Sheriff Donny Youngblood (above) is furious over a report from Immigration and Customs Enforcement that lists Kern County as the third-worst in the nation for not honoring so-called “detainers” of inmates. That report shows Kern declined those detainers 65 times during one week in February. Youngblood says his department doesn’t do any detainers at all, and that they cooperate with ICE in other ways.
“That we, Kern County, was the third-highest behind Los Angeles and New York for not honoring detainers — how in the world could that possibly be true?” Youngblood said on Thursday.
The sheriff said he called local ICE agents his department works with, and reports they apologized, but he didn’t get an adequate answer about the data in the report.
“If I sound irritated, that’s good,” Youngblood continued, “because I am.”
Youngblood says detainers are a request by ICE to hold an inmate for 48 hours after their release from jail.
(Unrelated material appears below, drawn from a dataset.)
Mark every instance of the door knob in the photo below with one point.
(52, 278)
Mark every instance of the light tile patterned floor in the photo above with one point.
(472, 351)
The sheriff says a court in Oregon had ruled the detainers violate the Fourth Amendment.
The sheriff says after that came down, he then allowed ICE to have agents in Kern County jails and access to their data base. The ICE agents can see who’s in jail, and when they’ll be released, and decide if they want to pick up a person who may need to be deported.
Youngblood says the Kern jails respond to “requests for notification” from ICE. And that having their agents in the local jails has been going smoothly.
“It’s been a good relationship until today,” Youngblood said. “It’s very discouraging that my federal partners don’t have an answer to why this report was released with fake information. And, that’s troubling to me, because it reflects on me as a sheriff.”
By late Thursday, an ICE spokesman sent Eyewitness News a statement.
“The jurisdictions reflected in ICE’s Declined Detainer Outcome Report (DDOR) are jurisdictions that have — in the past — publically expressed unwillingness to fully comply with ICE’s detainer requests or have not provided ICE with sufficient time to allow for the safe transfer of a detainee,” the emailed statment reads.
But, Youngblood had said the ICE agents get the information about when an inmate will be released, and the agents can be there to take custody at that time.
However, an ICE spokesman also told Eyewitness News that “detainers” may still be filed. And, if someone is picked up, it may be discovered then that a detainer had been issued for that individual at some time.
The ICE statement said they want cooperation from local law enforcement to help ensure the safety of the public.
“Should a jurisdiction make a posture change with regard to their policies involving detainers that is captured as a matter of public record and that ICE can point to, ICE will revise the report accordingly,” the state added.
Youngblood says the numbers in the report don’t make sense. He’s also upset that the Fox News Network ran the story without checking into the numbers.
“They should have known, if they did any research at all, that Kern County is a very conservative county, and it would be virtually impossible for us to be the third (worst) in the country.”
Youngblood says he wants answers, and he’s sent a text to the head of ICE.
“This thing has to be resolved, you can’t go around putting out fake information, information that’s not true,” he said.
The sheriff disputes his office declined the detainers 65 times in one week, and also noted the department had responded to 25 “requests for notification” during the entire month of February. He thinks the terminolgy doesn’t match, and the numbers in the ICE report are way off.
“That is troubling to me, because it reflects on me as a sheriff and what I stand for, and the way that we operate.” Youngblood said. “Because I’m very truthful and honest with the people of my county. The phone calls that I got today, all second-guessing my honesty about things I had told the public. So this is very troubling to me.”